Comforts of the Flesh
rating: +6+x

I have been sick, horribly sick since I was born.

My flesh was weak and disappointing, I would not be of use.

In the same instance, love was stripped from that very flesh.

I can only imagine the looks of disdain in the eyes of my blood as my blood failed my body, and therefore my blood.

I'm told that at three months, my mother attempted to press down on the soft spot that thrummed a silent percussion of her failure through my frail, mottled, suckling corpse.

I was not worth the milk.

As I grew, the hospital grew with me.

My third arm was a tube that lived inside my wrist, begging me to overcome.

But I was born a mistake, and the machine had misplaced its empathy.

Milk to vomit; saline to milk; milk to vomit.

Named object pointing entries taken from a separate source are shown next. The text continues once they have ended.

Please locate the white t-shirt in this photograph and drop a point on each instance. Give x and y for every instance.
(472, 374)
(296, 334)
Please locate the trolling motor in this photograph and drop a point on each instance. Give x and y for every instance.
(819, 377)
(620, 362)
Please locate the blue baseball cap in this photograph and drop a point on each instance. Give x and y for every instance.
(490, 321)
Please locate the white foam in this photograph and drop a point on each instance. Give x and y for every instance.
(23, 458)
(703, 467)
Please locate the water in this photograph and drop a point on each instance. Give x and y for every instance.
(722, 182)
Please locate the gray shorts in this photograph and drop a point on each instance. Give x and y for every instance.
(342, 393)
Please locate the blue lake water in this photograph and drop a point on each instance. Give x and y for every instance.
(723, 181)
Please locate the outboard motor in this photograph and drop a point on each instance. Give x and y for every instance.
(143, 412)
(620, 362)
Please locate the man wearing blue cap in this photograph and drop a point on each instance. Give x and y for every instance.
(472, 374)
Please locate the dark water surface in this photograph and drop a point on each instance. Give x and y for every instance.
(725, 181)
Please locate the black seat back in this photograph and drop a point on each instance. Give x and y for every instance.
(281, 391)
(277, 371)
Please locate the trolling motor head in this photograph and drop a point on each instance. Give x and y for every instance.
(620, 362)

When I had, against odds and wishes, turned the age that my milk turned to chocolate, the doctor misplaced his empathy as well.

Or so I had thought.

He spoke of a land, a wretched land.

The only land in which I was beautiful.

When the chocolate began to pair with wine, a joke of a decision made only to mock my own blood by pretending poison was of better quality and stature than what my body could produce, the kind doctor took me to that land.

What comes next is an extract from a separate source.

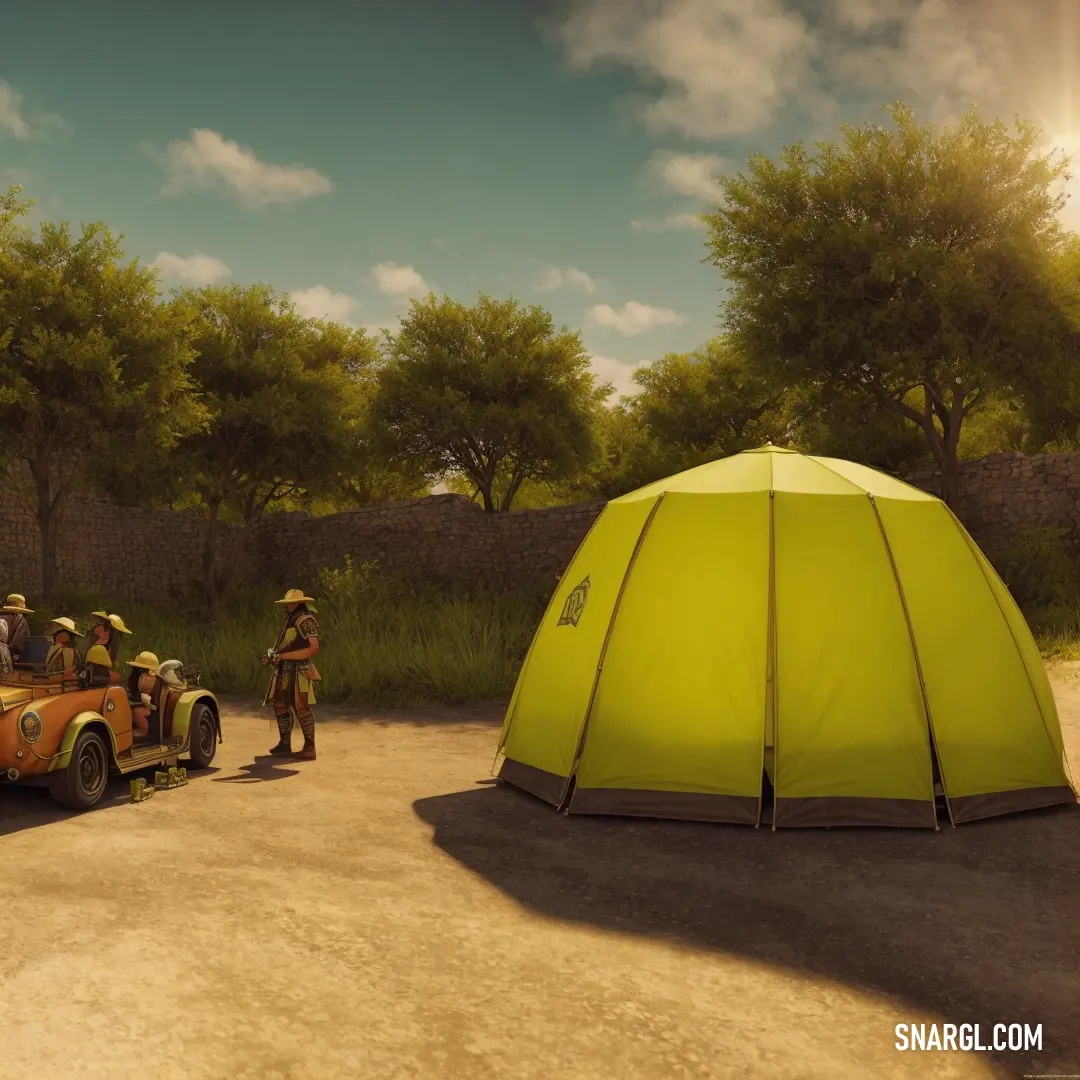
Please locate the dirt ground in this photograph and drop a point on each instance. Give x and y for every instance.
(387, 913)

He took me in books, handwritten, copied with love.

A love that spewed, and bled, and suckled from rotting teats.

My progenitors had long since left me to rot in that room that made my coffin, the building I was buried in, stillborn.

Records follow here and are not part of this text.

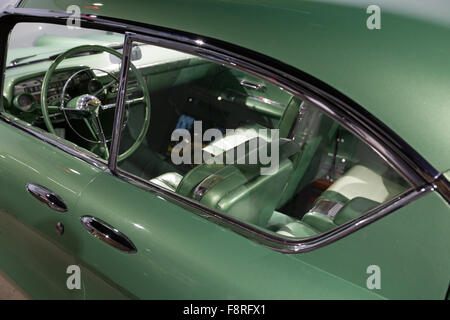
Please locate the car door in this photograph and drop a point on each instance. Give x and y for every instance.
(41, 178)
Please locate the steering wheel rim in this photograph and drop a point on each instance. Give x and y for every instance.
(97, 48)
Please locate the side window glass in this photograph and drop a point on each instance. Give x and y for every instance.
(248, 149)
(72, 97)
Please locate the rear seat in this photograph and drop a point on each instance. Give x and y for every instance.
(353, 194)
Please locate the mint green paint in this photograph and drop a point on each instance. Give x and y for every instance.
(183, 255)
(398, 73)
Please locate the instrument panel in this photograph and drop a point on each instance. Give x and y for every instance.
(27, 93)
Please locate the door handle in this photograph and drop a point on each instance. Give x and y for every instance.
(108, 234)
(47, 197)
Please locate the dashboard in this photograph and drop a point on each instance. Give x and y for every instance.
(27, 93)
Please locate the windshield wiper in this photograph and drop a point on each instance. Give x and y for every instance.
(17, 60)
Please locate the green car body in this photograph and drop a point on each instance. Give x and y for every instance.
(398, 74)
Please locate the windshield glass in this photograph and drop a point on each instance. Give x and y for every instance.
(49, 39)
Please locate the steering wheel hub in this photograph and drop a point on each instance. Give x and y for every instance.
(85, 102)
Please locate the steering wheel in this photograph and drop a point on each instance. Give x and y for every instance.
(88, 106)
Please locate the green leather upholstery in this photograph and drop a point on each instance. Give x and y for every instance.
(239, 190)
(353, 194)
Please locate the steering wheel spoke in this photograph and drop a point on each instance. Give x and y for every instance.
(88, 107)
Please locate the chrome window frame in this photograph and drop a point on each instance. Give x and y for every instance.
(349, 114)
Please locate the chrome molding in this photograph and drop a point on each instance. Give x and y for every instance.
(273, 241)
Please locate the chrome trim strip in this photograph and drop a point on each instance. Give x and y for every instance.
(272, 241)
(442, 185)
(120, 104)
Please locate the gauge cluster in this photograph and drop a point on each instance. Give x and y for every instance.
(27, 94)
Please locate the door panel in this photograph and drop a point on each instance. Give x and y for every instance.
(181, 255)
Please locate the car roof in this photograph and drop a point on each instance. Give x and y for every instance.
(399, 73)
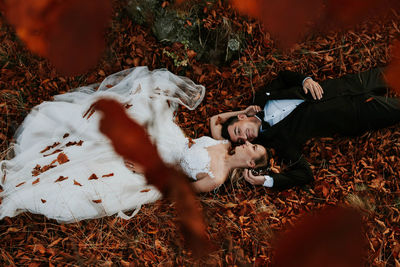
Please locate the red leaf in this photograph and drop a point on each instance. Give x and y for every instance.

As so, they will never find out the heights to which I have soared.

The beauty I was born into, the love that has been pouring into me since I was born with that third arm, desperately trying to feed me life.

The Nälkä love me.

They have shown me that I was not born wrong, I was born beautiful.

Born so pathetically, horribly, all-consumingly, beautifully fucking sick.

Now, when my flesh scabs, they preen me like gentle doves, picking away at my sores.

When my elbows drip streams of sopping pus, it is wine in the hands of sommeliers.

When I vomit, we bathe, and dance, and slip and fall all together, in pools of my milky yellow ichor.

When I fuck, and I sweat feverishly, and I offer my disgusting body to be carved and consumed, I am not useless meat.

No.

I am prime rib, I am milk for the suckling.

I am a delectable treat to make love to, and squeeze the putrid fillings out of, and LOVE.

There is love all around me.

I love all that is my forgotten cherished, rejected accepted, horribly wrong beautiful life.